What chipset are you using? I was certainly able to get above 2Mbps with bitbang’d out SPI data on the 16Mhz avr.
It’s my test string of WS2801s. My LPD8806s haven’t arrived yet.
I mean what are you driving them off of - arduino, teensy 3?
Looking at the original code, they can push this specific image with a delay as small as 273 usecs and it looks perfect. Keep in mind, this is reading straight from PROGMEM and bitbanging the SPI pins. The smaller the delay, the faster the performer needs to spin.
I’m well aware that I can’t get that kind of speed when I’m reading the SD as that will read a 144 byte chunk in an average of 430 usecs (this got bench tested with help from the sdfat library author.) So if I want to be generous, I would think 500 usecs should be achievable. But even when I try 750 usecs, it still doesn’t work. I can’t get anything under 1000 usecs to display right. Doesn’t matter what the image is.
Ok - so change up how you’re reading data a little bit. Instead of reading one line off of the SD card at a time, instead read the whole image into memory at once (you should have enough memory to have at least two, if not more, images in memory, right?).
Then interleave reading in the next image with moving between the lines of the current image. Read 1/3rd of a line at a time, or something like that.
Then, at some point after the next image has finished loading, and you’re tired of showing the current image - flip images.
This should give you a lot more room to play with.
Erm, how do you propose shoving 11,091 bytes of one image into 1K SRAM? Or even the larger 4K SRAM AVRs?

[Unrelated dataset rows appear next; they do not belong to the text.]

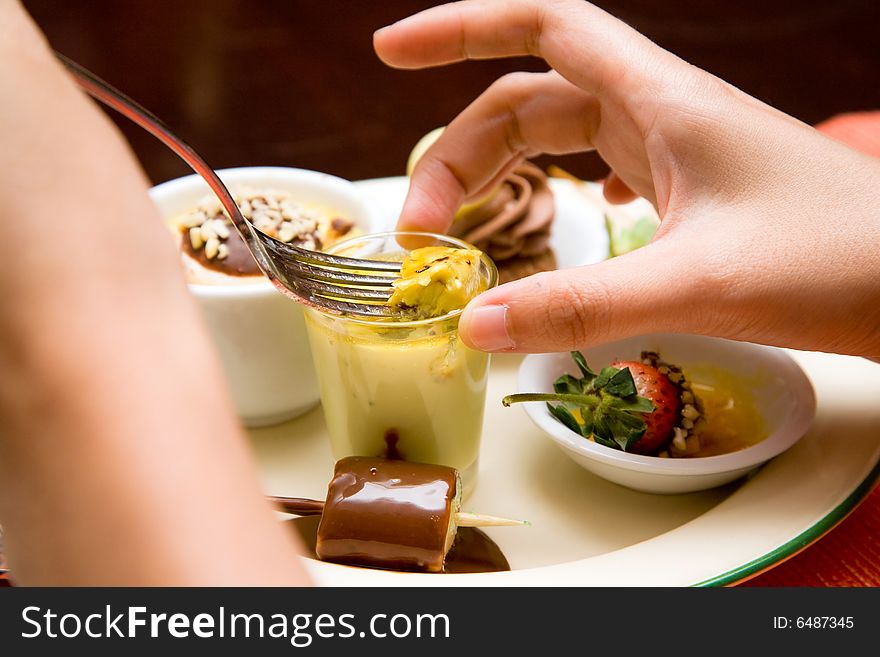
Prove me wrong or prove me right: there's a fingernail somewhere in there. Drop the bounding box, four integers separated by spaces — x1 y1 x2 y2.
373 26 389 38
462 305 515 352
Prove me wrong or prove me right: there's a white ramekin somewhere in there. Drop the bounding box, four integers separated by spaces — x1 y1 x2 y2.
149 166 384 427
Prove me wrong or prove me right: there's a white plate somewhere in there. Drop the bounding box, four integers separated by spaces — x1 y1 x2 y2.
249 177 880 586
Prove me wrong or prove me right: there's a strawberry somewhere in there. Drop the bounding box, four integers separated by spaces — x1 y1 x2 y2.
503 351 691 455
609 360 681 455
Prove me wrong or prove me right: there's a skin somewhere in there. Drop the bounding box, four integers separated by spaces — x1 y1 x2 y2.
374 0 880 360
0 1 309 585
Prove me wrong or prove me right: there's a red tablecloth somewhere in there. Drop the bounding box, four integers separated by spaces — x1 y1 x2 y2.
739 483 880 586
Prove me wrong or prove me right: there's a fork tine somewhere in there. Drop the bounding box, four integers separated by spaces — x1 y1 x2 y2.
297 278 393 302
282 259 398 288
298 248 402 273
311 297 395 317
260 235 402 273
265 275 394 317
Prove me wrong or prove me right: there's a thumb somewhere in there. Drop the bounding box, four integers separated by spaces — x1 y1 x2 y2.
459 241 714 352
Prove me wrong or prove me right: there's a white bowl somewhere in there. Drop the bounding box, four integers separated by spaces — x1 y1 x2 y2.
149 166 384 427
516 333 817 494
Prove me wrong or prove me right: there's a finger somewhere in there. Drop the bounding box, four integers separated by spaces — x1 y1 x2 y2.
603 171 639 204
398 71 599 233
374 0 663 99
458 239 715 353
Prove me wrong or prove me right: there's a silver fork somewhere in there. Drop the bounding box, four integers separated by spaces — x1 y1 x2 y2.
58 53 399 317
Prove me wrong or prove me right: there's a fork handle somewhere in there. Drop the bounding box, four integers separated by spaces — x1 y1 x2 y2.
56 53 275 278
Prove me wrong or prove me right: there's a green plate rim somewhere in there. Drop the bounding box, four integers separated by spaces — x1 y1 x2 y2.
695 455 880 586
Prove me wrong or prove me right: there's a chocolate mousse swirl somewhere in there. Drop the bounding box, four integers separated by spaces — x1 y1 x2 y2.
448 161 556 282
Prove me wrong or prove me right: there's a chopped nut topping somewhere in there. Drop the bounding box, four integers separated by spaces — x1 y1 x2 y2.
182 211 206 228
177 186 347 264
278 222 297 243
682 404 699 420
672 428 687 451
638 349 705 458
213 219 230 239
189 226 204 250
199 221 217 242
204 236 220 260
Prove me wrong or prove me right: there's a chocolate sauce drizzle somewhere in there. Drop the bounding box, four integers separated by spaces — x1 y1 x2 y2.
383 428 403 460
288 516 509 574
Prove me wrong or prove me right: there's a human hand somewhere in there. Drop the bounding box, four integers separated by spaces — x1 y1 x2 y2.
374 0 880 359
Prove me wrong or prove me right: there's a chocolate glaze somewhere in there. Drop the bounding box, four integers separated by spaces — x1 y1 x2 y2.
180 224 261 277
316 456 458 573
290 516 509 574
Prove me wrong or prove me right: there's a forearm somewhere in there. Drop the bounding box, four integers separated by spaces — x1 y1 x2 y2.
1 301 308 585
0 1 309 584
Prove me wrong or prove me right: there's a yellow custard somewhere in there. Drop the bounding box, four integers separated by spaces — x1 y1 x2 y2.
304 239 496 498
388 246 486 319
305 316 489 493
671 366 767 458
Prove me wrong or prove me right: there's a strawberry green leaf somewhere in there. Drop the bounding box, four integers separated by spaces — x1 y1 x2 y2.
592 366 621 391
547 403 584 436
603 367 638 397
571 351 595 380
606 416 642 450
592 415 614 444
592 433 618 449
579 415 594 438
553 374 586 395
607 410 648 450
504 351 658 454
611 396 655 413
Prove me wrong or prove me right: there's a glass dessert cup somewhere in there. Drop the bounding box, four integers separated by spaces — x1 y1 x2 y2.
304 232 498 499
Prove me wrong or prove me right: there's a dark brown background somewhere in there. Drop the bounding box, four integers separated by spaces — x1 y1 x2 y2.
23 0 880 185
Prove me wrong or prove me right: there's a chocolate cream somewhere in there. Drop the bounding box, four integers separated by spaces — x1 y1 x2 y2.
448 161 556 283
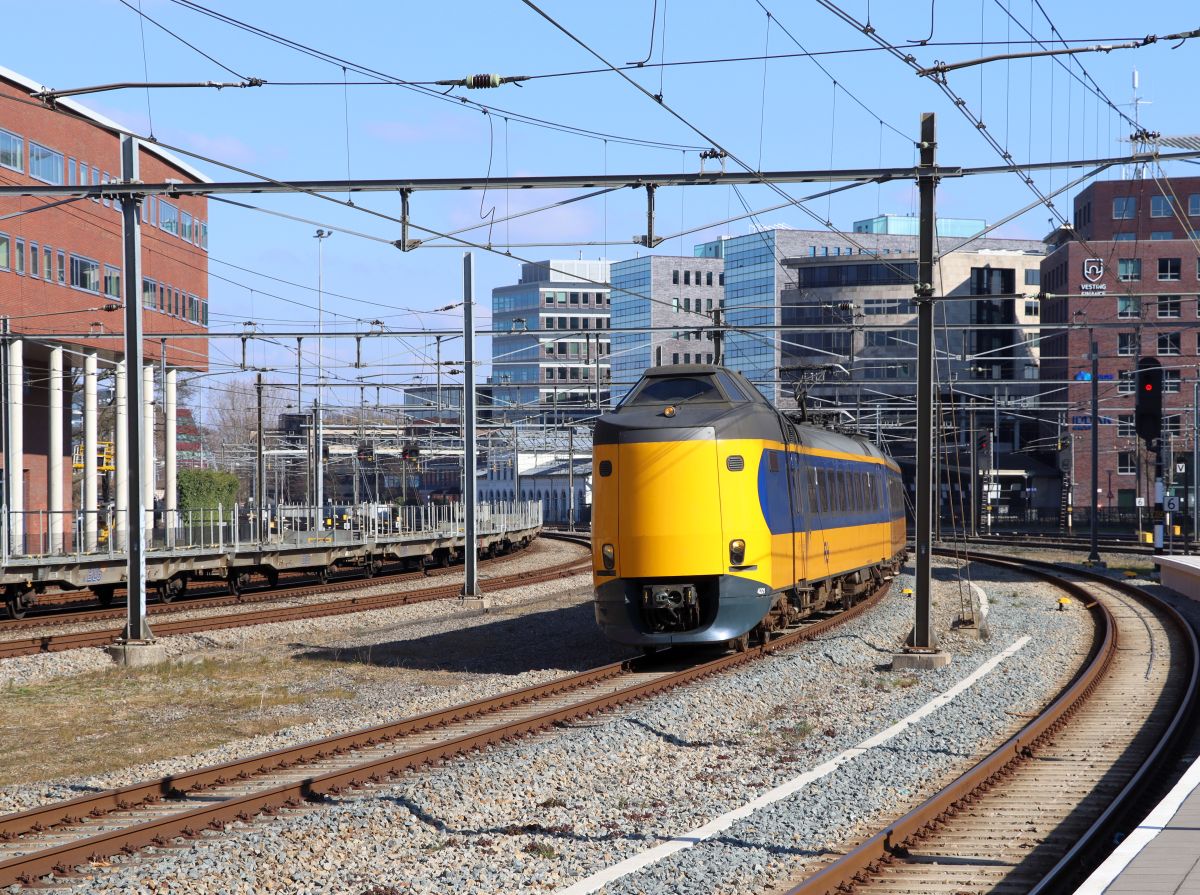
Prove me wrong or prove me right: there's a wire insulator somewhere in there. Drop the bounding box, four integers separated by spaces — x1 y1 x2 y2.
467 74 502 89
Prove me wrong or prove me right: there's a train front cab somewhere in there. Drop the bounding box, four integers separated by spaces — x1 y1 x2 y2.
592 368 780 647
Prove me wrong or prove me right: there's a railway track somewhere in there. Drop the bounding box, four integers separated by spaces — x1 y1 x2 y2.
786 551 1199 895
0 536 589 659
0 566 886 889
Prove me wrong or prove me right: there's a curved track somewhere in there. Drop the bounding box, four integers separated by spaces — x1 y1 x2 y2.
785 552 1199 895
0 553 887 889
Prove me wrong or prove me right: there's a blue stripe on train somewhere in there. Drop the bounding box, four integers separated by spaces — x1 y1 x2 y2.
757 448 902 535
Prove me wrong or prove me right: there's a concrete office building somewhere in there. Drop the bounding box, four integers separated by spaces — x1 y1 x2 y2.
489 260 611 421
608 255 725 404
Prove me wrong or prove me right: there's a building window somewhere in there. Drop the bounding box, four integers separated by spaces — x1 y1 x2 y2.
683 270 691 285
158 284 166 311
0 129 21 173
1152 195 1174 218
29 243 38 279
1158 332 1181 355
863 298 918 315
1160 258 1182 281
1024 300 1040 317
1165 370 1181 393
1118 370 1134 394
1114 233 1135 241
14 239 24 275
544 293 553 306
1024 269 1040 286
199 221 209 250
1165 414 1182 436
1117 258 1141 281
1118 414 1135 438
672 353 679 364
1118 333 1137 356
90 167 99 202
718 273 725 286
0 234 8 271
1118 452 1136 475
41 245 52 281
69 255 100 293
159 201 179 236
142 277 156 309
77 160 88 186
544 316 554 329
1117 295 1140 319
179 210 193 242
1159 295 1181 318
705 271 713 286
1113 197 1137 219
672 269 679 285
1152 231 1175 240
103 265 121 299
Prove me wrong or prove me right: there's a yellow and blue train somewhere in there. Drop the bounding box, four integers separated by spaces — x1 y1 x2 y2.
592 364 908 650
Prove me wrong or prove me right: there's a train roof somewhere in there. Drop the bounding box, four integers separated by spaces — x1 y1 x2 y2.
598 365 896 467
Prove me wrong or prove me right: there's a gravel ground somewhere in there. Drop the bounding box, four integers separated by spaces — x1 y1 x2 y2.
10 555 1096 895
0 538 587 690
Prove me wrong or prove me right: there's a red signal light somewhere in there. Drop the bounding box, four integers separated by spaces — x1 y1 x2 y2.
1145 383 1154 391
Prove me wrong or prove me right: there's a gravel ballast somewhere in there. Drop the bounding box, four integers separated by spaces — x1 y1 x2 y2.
4 553 1097 895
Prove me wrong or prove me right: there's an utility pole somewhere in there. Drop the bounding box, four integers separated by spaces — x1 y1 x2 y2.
116 134 153 650
314 229 330 532
968 406 977 538
256 372 265 545
567 426 575 531
0 316 9 558
896 112 947 669
461 253 483 601
712 306 724 365
1088 331 1102 563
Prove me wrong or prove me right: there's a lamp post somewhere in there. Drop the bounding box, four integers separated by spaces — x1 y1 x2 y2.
313 229 331 531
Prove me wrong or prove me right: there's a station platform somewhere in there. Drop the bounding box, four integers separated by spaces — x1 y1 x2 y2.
1074 752 1200 893
0 502 541 603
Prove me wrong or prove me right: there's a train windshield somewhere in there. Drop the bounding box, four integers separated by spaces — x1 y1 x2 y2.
626 375 720 405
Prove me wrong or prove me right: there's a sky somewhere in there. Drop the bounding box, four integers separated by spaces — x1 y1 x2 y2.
3 0 1200 419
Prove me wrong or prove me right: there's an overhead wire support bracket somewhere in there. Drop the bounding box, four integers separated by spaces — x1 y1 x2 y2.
31 79 265 106
916 29 1200 78
395 189 421 251
634 184 663 248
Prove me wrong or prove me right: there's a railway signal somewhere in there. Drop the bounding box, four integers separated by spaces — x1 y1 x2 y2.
1135 357 1163 446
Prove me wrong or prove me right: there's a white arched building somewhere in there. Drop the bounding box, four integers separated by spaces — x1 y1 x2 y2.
477 455 591 527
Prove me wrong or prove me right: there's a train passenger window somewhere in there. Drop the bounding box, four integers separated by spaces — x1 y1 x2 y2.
807 469 818 512
768 452 779 473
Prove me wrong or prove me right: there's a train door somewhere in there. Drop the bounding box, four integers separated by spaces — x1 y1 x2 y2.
786 451 801 590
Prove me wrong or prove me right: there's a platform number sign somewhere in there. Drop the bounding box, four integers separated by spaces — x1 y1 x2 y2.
1167 497 1180 512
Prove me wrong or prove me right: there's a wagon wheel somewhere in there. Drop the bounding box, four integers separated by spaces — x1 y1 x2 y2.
94 585 116 608
5 587 29 620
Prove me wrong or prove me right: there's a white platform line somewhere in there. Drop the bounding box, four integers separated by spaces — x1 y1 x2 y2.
1072 749 1200 893
556 635 1032 895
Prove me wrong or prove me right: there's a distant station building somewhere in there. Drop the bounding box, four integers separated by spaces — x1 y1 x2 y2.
0 65 210 554
489 260 611 423
608 254 725 405
1040 174 1200 517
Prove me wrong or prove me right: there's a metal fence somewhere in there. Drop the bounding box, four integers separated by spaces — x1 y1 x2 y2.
0 501 543 560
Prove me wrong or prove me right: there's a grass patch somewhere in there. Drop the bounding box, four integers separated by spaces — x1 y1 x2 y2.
0 655 397 786
777 720 814 744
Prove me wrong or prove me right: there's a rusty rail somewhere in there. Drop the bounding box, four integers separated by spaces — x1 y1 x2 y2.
786 551 1199 895
0 572 887 888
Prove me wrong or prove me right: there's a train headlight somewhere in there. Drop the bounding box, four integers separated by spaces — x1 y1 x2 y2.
729 539 746 565
602 543 615 570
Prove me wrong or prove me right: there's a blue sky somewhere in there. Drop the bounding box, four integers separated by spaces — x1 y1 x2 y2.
4 1 1199 414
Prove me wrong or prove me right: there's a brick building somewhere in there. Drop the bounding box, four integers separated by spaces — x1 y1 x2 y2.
0 65 210 553
1041 175 1200 514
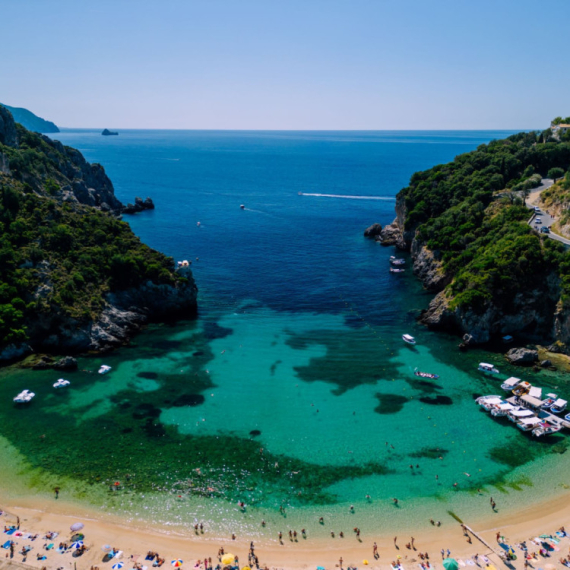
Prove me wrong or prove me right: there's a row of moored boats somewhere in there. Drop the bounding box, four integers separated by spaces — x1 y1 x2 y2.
13 364 112 404
477 375 570 437
389 256 405 274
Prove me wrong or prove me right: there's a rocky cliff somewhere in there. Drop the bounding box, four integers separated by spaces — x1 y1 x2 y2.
0 103 59 133
369 129 570 346
0 106 197 362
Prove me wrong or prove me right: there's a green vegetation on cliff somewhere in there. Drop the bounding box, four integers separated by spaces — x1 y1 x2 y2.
0 110 187 347
399 127 570 311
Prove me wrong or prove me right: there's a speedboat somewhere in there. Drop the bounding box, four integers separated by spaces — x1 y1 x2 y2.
402 334 416 345
481 397 505 412
513 381 531 396
478 362 499 374
532 422 562 437
390 257 405 266
414 368 439 379
501 377 521 391
240 204 245 209
476 394 502 405
14 390 35 404
541 393 558 409
53 379 70 389
517 417 542 431
551 399 568 414
390 267 405 273
98 365 112 375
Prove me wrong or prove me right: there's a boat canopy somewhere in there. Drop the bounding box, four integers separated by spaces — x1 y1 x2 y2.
479 362 494 368
502 377 521 388
552 399 567 408
519 417 541 426
483 397 503 405
496 403 516 411
528 387 542 399
510 409 535 417
402 334 415 341
521 394 544 409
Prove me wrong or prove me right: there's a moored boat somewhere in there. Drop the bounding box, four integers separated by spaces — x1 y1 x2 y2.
53 379 70 389
507 408 535 423
14 390 35 404
478 362 499 374
512 381 531 396
491 402 517 417
402 334 416 345
476 394 502 405
390 256 405 266
414 368 439 379
532 422 561 437
98 365 112 375
501 377 521 391
551 399 568 414
516 417 542 431
541 393 558 409
390 267 405 273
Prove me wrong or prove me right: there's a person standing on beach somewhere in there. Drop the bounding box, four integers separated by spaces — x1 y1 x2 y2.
394 537 398 547
373 542 378 558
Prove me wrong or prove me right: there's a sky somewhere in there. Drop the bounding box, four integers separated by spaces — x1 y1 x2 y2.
1 0 569 130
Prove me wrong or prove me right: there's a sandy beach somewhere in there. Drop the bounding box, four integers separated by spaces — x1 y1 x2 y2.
2 489 570 570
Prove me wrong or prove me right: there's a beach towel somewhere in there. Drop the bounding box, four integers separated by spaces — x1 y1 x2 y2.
5 529 15 535
480 556 490 565
458 560 466 567
46 544 54 550
2 540 12 549
466 560 475 566
37 556 47 561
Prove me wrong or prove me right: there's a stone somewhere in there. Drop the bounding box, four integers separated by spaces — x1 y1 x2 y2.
54 356 78 371
143 197 155 209
540 359 552 368
364 223 382 238
506 347 539 366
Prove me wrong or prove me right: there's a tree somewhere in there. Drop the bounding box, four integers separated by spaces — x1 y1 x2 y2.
548 167 565 181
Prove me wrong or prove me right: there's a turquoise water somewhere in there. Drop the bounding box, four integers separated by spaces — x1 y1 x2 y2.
2 129 569 535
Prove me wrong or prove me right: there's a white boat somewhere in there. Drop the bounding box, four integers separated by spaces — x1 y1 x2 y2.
476 394 502 405
551 399 568 414
402 334 416 345
516 416 542 431
481 397 505 411
53 379 70 389
478 362 499 374
508 408 535 423
501 377 521 391
532 422 562 437
390 258 406 266
513 381 531 396
98 365 112 375
491 403 517 417
541 393 558 409
14 390 35 404
240 204 245 209
390 267 405 273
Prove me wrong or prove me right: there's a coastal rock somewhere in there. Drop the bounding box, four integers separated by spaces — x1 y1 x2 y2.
54 356 78 371
0 343 32 362
143 197 155 209
506 347 539 366
123 196 155 215
410 241 450 292
364 223 383 238
378 220 406 248
540 359 552 368
0 106 19 148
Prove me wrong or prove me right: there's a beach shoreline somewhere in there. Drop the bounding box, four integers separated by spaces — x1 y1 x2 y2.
2 488 570 570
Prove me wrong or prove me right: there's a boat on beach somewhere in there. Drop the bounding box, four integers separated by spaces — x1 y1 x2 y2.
478 362 499 374
53 379 70 389
402 334 416 345
14 390 35 404
414 368 439 379
98 365 112 375
501 377 521 391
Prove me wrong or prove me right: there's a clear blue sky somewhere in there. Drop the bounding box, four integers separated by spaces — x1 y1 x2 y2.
2 0 569 129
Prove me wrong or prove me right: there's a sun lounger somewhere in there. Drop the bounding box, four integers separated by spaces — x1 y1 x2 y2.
391 565 404 570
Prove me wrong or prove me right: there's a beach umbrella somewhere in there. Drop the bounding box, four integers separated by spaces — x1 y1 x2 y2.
101 545 113 552
70 522 84 532
171 561 184 568
112 563 124 570
443 559 459 570
71 533 85 541
221 555 235 566
241 567 251 570
71 541 84 549
316 567 325 570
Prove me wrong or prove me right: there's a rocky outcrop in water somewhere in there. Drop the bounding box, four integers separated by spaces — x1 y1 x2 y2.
364 223 382 238
123 196 155 214
506 347 539 366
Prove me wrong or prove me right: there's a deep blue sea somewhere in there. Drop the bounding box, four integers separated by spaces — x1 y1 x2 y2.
2 129 569 537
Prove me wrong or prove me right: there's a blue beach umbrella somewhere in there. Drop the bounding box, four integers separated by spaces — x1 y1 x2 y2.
71 541 84 549
443 560 459 570
112 563 124 570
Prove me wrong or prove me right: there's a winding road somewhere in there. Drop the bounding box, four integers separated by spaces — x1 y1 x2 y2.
525 178 570 246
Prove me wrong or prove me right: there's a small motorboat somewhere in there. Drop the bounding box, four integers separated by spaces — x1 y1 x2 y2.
517 417 542 432
390 256 405 266
390 267 405 273
14 390 35 404
512 381 531 396
53 379 70 389
98 365 112 375
532 422 562 437
501 377 521 391
564 412 570 422
491 403 517 417
508 407 535 422
414 368 439 379
475 395 502 406
551 399 568 414
402 334 416 345
478 362 499 374
481 397 506 412
541 393 558 409
240 204 245 209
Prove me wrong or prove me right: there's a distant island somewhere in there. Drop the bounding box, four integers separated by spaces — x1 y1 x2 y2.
0 105 197 363
0 103 59 133
102 128 118 136
369 118 570 349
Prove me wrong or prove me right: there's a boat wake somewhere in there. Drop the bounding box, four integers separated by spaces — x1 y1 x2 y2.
298 193 395 201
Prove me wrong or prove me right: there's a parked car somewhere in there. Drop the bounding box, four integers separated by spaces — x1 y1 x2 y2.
534 207 541 213
540 226 550 234
535 217 542 224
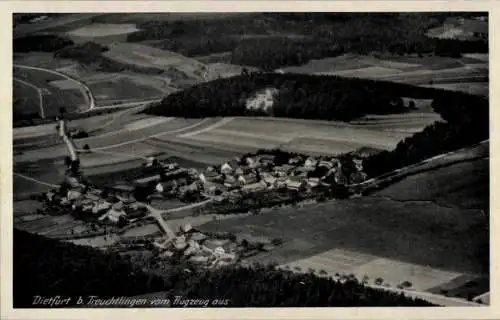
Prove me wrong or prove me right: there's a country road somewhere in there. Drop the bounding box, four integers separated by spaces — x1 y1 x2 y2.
14 64 96 112
14 78 45 118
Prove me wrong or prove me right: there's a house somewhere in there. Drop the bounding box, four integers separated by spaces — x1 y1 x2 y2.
304 157 318 168
274 164 295 176
221 160 239 174
349 171 368 184
85 194 100 202
102 208 126 223
241 181 267 193
285 178 306 191
189 255 209 264
224 180 241 190
107 184 135 197
92 201 112 214
191 232 209 242
199 171 222 184
288 156 303 165
262 175 278 187
318 160 334 169
112 201 124 211
353 158 364 171
307 177 321 188
334 171 348 185
88 189 103 196
156 180 178 193
234 166 252 176
67 190 83 201
46 191 55 202
204 239 231 251
258 155 276 167
66 176 81 189
238 174 258 185
206 183 226 196
163 162 179 171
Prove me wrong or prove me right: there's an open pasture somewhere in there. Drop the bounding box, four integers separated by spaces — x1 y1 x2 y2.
13 67 87 116
102 43 208 81
13 80 41 117
199 196 487 275
88 77 164 105
91 12 254 24
281 53 488 95
173 116 440 156
375 158 489 211
280 249 464 292
422 82 488 96
67 23 140 38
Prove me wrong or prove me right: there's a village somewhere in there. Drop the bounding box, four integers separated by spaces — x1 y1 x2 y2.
41 147 373 227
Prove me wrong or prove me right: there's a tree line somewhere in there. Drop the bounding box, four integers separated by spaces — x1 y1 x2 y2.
145 72 479 122
14 229 435 307
362 95 488 178
124 13 487 70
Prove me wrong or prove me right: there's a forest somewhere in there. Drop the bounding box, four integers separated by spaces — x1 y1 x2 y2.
14 229 435 307
363 94 489 178
145 72 479 122
124 12 488 70
13 35 74 53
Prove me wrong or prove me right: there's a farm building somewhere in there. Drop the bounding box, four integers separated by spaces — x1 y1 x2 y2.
304 157 318 168
199 171 223 184
221 160 240 174
106 184 135 198
238 174 258 185
274 164 296 176
241 181 267 193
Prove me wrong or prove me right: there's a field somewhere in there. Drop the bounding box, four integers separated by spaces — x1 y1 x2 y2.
14 200 91 238
426 17 488 41
375 158 489 211
13 80 41 117
87 77 164 105
281 53 488 96
199 194 488 292
13 67 87 119
102 43 209 80
169 115 441 156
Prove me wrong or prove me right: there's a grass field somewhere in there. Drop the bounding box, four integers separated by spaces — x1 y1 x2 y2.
199 195 488 276
13 80 41 116
375 158 489 211
281 53 488 96
13 67 87 118
88 77 164 105
172 115 441 156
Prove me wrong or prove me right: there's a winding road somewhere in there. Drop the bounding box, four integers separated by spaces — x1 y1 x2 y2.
14 64 96 112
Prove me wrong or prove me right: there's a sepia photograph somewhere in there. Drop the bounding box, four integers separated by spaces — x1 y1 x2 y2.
6 4 491 316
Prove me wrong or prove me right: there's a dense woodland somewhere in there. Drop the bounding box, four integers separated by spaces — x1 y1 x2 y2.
145 72 478 121
13 35 74 53
125 13 488 70
362 95 489 178
14 229 434 307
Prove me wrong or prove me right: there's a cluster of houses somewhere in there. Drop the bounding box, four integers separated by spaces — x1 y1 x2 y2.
152 224 240 268
194 150 371 201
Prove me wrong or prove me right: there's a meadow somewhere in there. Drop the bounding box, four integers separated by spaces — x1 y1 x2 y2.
200 195 488 275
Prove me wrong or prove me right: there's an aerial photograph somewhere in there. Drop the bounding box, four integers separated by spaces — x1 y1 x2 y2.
12 12 489 308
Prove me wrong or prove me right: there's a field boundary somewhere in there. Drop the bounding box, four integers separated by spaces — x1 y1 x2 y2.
14 78 45 119
14 64 96 112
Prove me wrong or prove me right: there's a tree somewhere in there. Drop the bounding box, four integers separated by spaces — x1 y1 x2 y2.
408 100 417 110
64 156 72 168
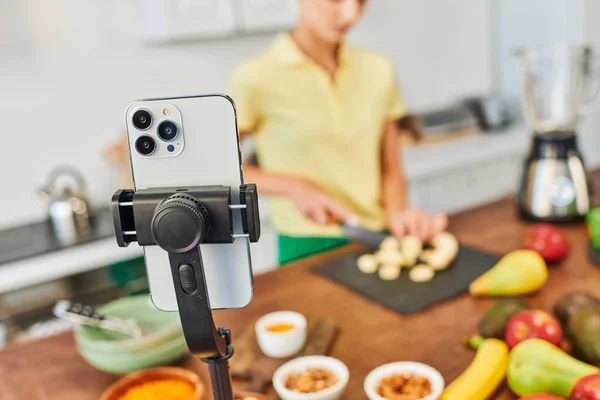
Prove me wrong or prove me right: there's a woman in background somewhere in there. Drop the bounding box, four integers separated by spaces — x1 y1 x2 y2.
230 0 447 265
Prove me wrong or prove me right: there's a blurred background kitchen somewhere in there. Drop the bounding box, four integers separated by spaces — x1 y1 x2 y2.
1 0 599 348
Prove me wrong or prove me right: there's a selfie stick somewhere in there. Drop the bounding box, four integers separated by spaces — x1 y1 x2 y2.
112 184 260 400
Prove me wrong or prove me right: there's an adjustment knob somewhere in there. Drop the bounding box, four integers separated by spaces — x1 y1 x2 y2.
151 194 210 253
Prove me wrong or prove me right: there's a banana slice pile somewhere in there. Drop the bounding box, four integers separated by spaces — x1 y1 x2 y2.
356 232 459 282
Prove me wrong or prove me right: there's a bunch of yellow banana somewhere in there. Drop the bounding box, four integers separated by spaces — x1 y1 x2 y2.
441 336 509 400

11091 isn’t a multiple of 144 bytes - how many “columns” is a single image, given that each row is 144 bytes (48 pixels).
Sorry, the 11,091 is a different image (11,088 + 3 bytes for the header). Each image is different. This specific image has 43 columns, 48 rows (all images have 48 rows). Plus 3 bytes for the header.
So (43 x 48) x 3 = 6,192, plus the 3 bytes for the header and you get 6,195 bytes. Still won’t fit in SRAM.
Did some more testing. I’m seeing the same failures at the higher rates on the other code that reads from PROGMEM. Although that code can easily push data out with 750 usecs delay between updates to this same string, going any faster causes problems. And going from 750 usecs to 1,000 usecs isn’t something I’m going to cry about. Sooo, it’s a waiting game for me right now. Last I checked, my shipment is somewhere in California trying to find a turtle coming this way. Once I get the LPDs and build the custom boards, I’ll try higher speeds, see what happens.